Saturday, September 9, 2006 12:01 a.m. EDT

September 11, 2001, it is often said, was a day that "changed everything." Five years later, it remains to be seen whether that's really as true as it deserves to be.

The significance of events is not always captured at the moment in which they happen: Some, like the American Revolution, grow with time; others, like the French Revolution, diminish. But the meaning of events can be instantly and enduringly obvious, or nearly so. On a cloudless September morning, 19 young Muslim men from four Arab countries combined simple means and fanatical determination to murder nearly 3,000 men and women, most of them civilians who rose that morning never imagining themselves to be at any risk. The killers aimed at famous targets in two great cities, a spectacle for the world to behold. We watched from our offices across the street from the World Trade Center, and every day we gaze at the pit they left behind.

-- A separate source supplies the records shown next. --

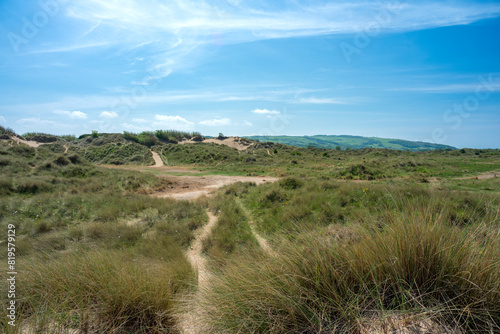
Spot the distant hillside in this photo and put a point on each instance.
(353, 142)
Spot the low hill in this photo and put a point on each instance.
(353, 142)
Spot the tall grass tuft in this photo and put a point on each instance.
(103, 291)
(415, 265)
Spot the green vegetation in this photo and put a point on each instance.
(350, 252)
(352, 238)
(352, 142)
(96, 252)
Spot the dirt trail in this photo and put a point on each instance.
(30, 143)
(157, 159)
(262, 242)
(188, 320)
(489, 175)
(191, 187)
(233, 142)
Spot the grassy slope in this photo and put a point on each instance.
(326, 229)
(93, 250)
(353, 142)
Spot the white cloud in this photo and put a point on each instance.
(72, 114)
(265, 112)
(172, 122)
(174, 31)
(135, 128)
(315, 100)
(36, 120)
(108, 114)
(216, 122)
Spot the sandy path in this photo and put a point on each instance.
(30, 143)
(157, 159)
(262, 242)
(188, 319)
(233, 142)
(191, 187)
(490, 175)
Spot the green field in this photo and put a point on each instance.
(345, 240)
(350, 142)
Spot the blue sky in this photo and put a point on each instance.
(416, 70)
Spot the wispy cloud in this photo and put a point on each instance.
(72, 114)
(36, 120)
(315, 100)
(265, 112)
(216, 122)
(108, 114)
(452, 88)
(74, 47)
(173, 29)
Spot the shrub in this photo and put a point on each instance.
(290, 183)
(32, 186)
(61, 161)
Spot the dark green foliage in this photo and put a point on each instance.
(352, 142)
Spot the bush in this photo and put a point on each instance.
(290, 183)
(32, 186)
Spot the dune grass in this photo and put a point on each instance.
(416, 265)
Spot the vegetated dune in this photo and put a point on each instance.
(238, 143)
(311, 251)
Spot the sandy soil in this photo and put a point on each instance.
(260, 240)
(483, 176)
(188, 319)
(191, 187)
(158, 161)
(231, 142)
(30, 143)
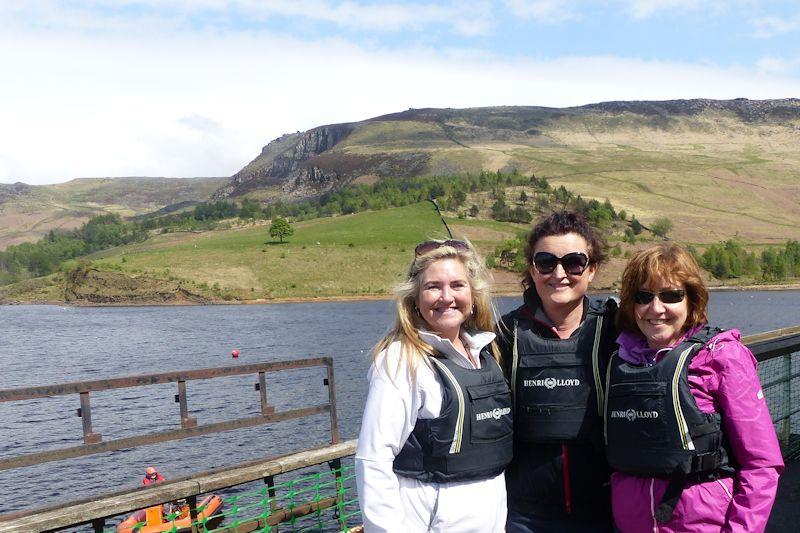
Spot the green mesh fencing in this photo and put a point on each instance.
(321, 501)
(780, 381)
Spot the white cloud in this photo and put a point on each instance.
(778, 65)
(767, 27)
(641, 9)
(543, 11)
(466, 17)
(83, 96)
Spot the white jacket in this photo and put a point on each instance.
(392, 503)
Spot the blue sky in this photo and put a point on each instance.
(196, 87)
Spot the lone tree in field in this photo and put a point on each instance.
(661, 226)
(280, 228)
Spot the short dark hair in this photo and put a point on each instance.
(562, 223)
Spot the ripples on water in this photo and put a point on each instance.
(42, 345)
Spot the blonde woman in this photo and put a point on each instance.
(437, 431)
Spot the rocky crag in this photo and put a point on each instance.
(411, 143)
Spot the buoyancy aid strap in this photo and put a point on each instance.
(515, 363)
(671, 496)
(605, 402)
(683, 426)
(598, 383)
(706, 462)
(458, 432)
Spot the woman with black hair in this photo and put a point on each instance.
(555, 348)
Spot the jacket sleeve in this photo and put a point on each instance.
(389, 417)
(752, 438)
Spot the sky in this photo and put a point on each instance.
(188, 88)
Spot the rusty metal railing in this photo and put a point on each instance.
(775, 350)
(93, 442)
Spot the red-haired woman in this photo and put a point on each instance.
(687, 427)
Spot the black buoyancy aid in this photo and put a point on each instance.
(557, 384)
(472, 439)
(653, 427)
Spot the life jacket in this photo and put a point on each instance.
(147, 481)
(653, 427)
(472, 439)
(557, 384)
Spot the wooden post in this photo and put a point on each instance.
(271, 493)
(186, 421)
(85, 412)
(332, 400)
(261, 386)
(336, 466)
(192, 501)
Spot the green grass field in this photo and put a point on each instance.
(352, 255)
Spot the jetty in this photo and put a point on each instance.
(312, 489)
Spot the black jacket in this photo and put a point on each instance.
(536, 476)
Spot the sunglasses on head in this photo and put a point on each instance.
(574, 263)
(669, 296)
(429, 246)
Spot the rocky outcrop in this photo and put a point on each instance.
(287, 163)
(746, 110)
(301, 165)
(87, 285)
(13, 190)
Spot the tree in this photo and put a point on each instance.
(661, 227)
(280, 228)
(636, 226)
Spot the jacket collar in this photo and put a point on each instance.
(475, 341)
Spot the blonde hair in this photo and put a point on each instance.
(672, 263)
(408, 321)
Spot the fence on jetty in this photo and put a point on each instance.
(319, 494)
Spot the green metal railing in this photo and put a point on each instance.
(324, 498)
(778, 355)
(321, 501)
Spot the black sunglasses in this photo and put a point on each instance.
(669, 296)
(429, 246)
(574, 263)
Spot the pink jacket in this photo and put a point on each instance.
(723, 379)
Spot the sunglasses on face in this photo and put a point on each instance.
(429, 246)
(669, 296)
(574, 263)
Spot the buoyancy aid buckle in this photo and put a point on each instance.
(706, 462)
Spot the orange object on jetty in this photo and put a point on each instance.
(154, 521)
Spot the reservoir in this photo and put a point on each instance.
(42, 345)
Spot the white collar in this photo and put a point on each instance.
(475, 341)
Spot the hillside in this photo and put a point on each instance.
(345, 256)
(27, 212)
(718, 169)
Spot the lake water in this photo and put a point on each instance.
(42, 345)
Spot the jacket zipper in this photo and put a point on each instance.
(565, 475)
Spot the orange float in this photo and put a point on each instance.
(152, 519)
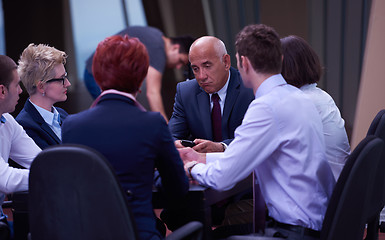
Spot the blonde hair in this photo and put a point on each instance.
(37, 63)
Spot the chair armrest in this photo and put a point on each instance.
(192, 230)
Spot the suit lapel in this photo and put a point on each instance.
(205, 114)
(231, 97)
(39, 119)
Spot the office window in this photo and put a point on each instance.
(93, 20)
(2, 39)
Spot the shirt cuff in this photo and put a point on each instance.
(211, 157)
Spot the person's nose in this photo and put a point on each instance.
(67, 83)
(201, 74)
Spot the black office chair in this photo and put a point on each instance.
(349, 206)
(348, 209)
(377, 128)
(75, 194)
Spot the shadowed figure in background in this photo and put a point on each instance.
(164, 52)
(301, 68)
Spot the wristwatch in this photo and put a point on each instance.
(223, 145)
(188, 166)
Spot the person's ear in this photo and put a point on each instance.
(3, 91)
(227, 61)
(176, 47)
(245, 63)
(40, 87)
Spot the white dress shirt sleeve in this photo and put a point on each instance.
(223, 170)
(17, 145)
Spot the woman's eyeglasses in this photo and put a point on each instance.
(62, 79)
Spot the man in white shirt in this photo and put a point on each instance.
(280, 140)
(14, 142)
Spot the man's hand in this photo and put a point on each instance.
(178, 144)
(188, 155)
(206, 146)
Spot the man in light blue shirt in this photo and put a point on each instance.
(280, 140)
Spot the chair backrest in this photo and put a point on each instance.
(377, 128)
(346, 214)
(74, 194)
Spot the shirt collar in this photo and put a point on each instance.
(48, 116)
(270, 83)
(308, 86)
(114, 91)
(222, 92)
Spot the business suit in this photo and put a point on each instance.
(135, 143)
(191, 117)
(35, 126)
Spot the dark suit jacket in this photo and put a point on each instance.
(191, 118)
(135, 143)
(35, 126)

Part of the tragedy is that this wasn't their first strike. Similar deeds by people of similar beliefs had been committed before against American targets, albeit not on U.S. soil. The attacks of 9/11 exposed not just the flaws in airline security but, far more important, our failure to comprehend the nature and scale of the threat we were facing.

Osama bin Laden had declared war on us years earlier, but we insisted on seeing him as a small menace, not unlike Abu Nidal and the terrorists who had hijacked planes or killed Israelis over the previous decades. However, bin Laden is above all a man of ambition, not grievance, and his ambition is to re-establish an Islamic Caliphate after his own fashion, one that can destroy every trace of what the West represents within its own sphere and, someday, in ours, too.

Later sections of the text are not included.